Book Read Free

Collected Works of Zane Grey

Page 1106

by Zane Grey


  “You and me?”

  “So I take it.”

  “Hays can’t beat me to a gun,” rejoined Jim, with a cold ring in his voice.

  “Nor me, either. Thet’s a safe bet.”

  “Does Hays know that?”

  “Wal, he orter know it, leastways about me,” replied Smoky, in perplexity. “But he’s grown so cocky lately thet mebbe he’s damn fool enough not to believe it.”

  “Shall I call him out?”

  “Hell, no!” flashed Smoky, with a passionate gesture. “After all, Brad was to blame. . . . But, Jim, I jest can’t advise you no more. We both gotta paddle our own canoes.”

  “Well, I’m not so squeamish,” declared Jim, with meaning. “I like you, Smoky. I reckon you’re the one real, square man in this bunch. And if you want my advice you’re welcome to it.”

  “Jim, I’ve sorta cottoned to you,” admitted Smoky. “But honest to Gawd I’m afeared to ask you anythin’.”

  “What’re you afraid of, Smoky?”

  “I don’t know. Mebbe it’s a queer hunch Hank has busted us over this gurl.”

  They reached the camp. Lincoln lay face down over the table, his right arm hanging low, and his gun lying near his hand.

  “Fellers, if I’m gonna cook your supper, you’ll hold obsesquees fer our departed pard,” observed Jack.

  “Wonder who’ll go next?” queried Mac, gloomily, twisting his lean hands.

  “Lend a hand, some of you,” ordered Slocum, peremptorily.

  They carried Lincoln, face down, across the oval to the lower side of the cottonwood grove, where he had his bed and pack.

  “I’ll search him,” said Slocum. “Mac, you go through his pack.

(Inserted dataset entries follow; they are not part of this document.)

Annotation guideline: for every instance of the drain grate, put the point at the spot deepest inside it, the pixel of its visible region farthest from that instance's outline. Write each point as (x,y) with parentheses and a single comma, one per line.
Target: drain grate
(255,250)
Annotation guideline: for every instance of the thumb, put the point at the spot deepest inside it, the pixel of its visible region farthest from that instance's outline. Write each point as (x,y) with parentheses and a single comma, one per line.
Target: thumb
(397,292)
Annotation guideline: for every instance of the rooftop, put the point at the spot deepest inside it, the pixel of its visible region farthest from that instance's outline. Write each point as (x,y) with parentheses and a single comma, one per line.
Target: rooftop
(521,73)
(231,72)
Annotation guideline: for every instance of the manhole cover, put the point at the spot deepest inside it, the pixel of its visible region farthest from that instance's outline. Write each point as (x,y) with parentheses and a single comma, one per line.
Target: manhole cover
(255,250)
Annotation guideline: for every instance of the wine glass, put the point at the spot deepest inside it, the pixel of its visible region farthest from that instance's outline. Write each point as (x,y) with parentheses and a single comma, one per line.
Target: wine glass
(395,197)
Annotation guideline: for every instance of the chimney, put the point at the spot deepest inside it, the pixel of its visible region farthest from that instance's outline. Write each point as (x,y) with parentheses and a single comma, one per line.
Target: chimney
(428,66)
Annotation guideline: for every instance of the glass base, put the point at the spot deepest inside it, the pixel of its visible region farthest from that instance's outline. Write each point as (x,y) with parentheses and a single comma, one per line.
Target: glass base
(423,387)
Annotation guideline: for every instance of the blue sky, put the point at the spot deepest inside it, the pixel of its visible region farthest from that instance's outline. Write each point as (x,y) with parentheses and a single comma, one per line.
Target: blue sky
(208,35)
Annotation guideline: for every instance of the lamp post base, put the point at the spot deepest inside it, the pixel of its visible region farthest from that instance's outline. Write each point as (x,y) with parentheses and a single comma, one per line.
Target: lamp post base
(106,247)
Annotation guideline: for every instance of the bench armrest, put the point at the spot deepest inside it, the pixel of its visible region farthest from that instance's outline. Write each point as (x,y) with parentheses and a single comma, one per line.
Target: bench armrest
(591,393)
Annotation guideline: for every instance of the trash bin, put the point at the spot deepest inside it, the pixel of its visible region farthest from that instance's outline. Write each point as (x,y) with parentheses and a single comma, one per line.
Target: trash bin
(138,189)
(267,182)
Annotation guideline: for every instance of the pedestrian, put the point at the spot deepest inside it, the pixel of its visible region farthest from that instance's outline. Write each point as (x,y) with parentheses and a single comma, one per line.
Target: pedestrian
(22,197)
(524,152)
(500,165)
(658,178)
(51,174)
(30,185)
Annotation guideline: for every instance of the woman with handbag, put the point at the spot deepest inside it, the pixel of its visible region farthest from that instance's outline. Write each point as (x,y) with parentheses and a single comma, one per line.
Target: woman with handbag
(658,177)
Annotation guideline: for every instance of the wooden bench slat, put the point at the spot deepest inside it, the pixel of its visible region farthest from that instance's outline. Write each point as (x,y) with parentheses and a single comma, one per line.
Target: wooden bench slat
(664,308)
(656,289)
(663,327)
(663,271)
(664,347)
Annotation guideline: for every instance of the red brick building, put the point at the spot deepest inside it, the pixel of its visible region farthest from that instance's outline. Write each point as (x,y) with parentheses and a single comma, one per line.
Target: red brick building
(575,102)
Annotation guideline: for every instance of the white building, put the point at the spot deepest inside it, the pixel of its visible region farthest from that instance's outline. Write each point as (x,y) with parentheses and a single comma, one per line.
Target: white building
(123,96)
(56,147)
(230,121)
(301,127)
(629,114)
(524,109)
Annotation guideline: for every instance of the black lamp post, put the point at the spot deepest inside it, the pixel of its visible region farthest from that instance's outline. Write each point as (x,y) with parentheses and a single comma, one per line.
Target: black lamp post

Jim, fetch the ax an’ anythin’ we can dig with.”

  In half an hour Lincoln had been consigned to the earth, and his possessions divided among the men who buried him.

  “Grave number two?” speculated Smoky. “Fellers, it runs in my mind thet Robbers’ Roost in these next twenty years will be sprinkled all over with graves.”

  “How so, when nobody has any idee where it is?”

  “Heeseman will find it, an’ Morley, an’ after them many more,” concluded Slocum, prophetically.

  “Let’s rustle out of the damned hole,” suggested Bridges.

  It was dark by the time Happy Jack called them to supper. Jim carried over an armload of brush to make a bright fire. By its flare Hays was seen approaching, and when he drew near he said, “Jim, did they tell you straight how I come to draw on Brad?”

  “Reckon they did,” replied Jim, coldly.

  “Anythin’ to say?”

  “No. I don’t see how you could have acted any differently.”

  “Wal, you’ve coppered it with the ace. The second Brad jumped me I seen in his eyes he meant to egg me on to draw. So I did it quick. . . . Jack, what you got fer supper?”

  By tacit consent and without a single word the men avoided Happy Jack’s table that night and ate around the camp fire. Hays stood up, Smoky sat on a stone, Jim knelt on one knee, and the others adopted characteristic poses reminiscent of the trail.

  “Cool after the rain,” remarked Hays, after he had finished. And he took up a blazing fagot of wood. “Reckon I’ll make a little fire fer my lady prisoner.”

  He stalked away, waving the fagot to keep it ablaze.

  “I call thet nervy,” declared Smoky. “What you think, Jim?”

  “Just a bluff. Watch him.”

  “Hank’s gone dotty,” snorted Happy Jack, for once affronted. “Thet gurl hates his very guts.”

  “Men, what this Herrick girl thinks or feels is nothing to Hays,” chimed in Jim, ringingly.

  “I seen her last night when he called me to fetch her supper,” said Jack. “Fust time I’d had a peek at her face lately. Seemed a ghost of thet other gurl.”

  “Yes, and you fellows saw only a ghost of the money Hays got from the Herricks,” retorted Jim, divining the moment for revelation had come.

  An angry roar arose. Smoky threw up his hands and left the camp fire. Then Jim, in brief, cold terms, exposed the machinations of their chief. After the first outburst they accepted the disclosure in astounded and ominous silence. Jim left the poison to brew and paced off into the darkness.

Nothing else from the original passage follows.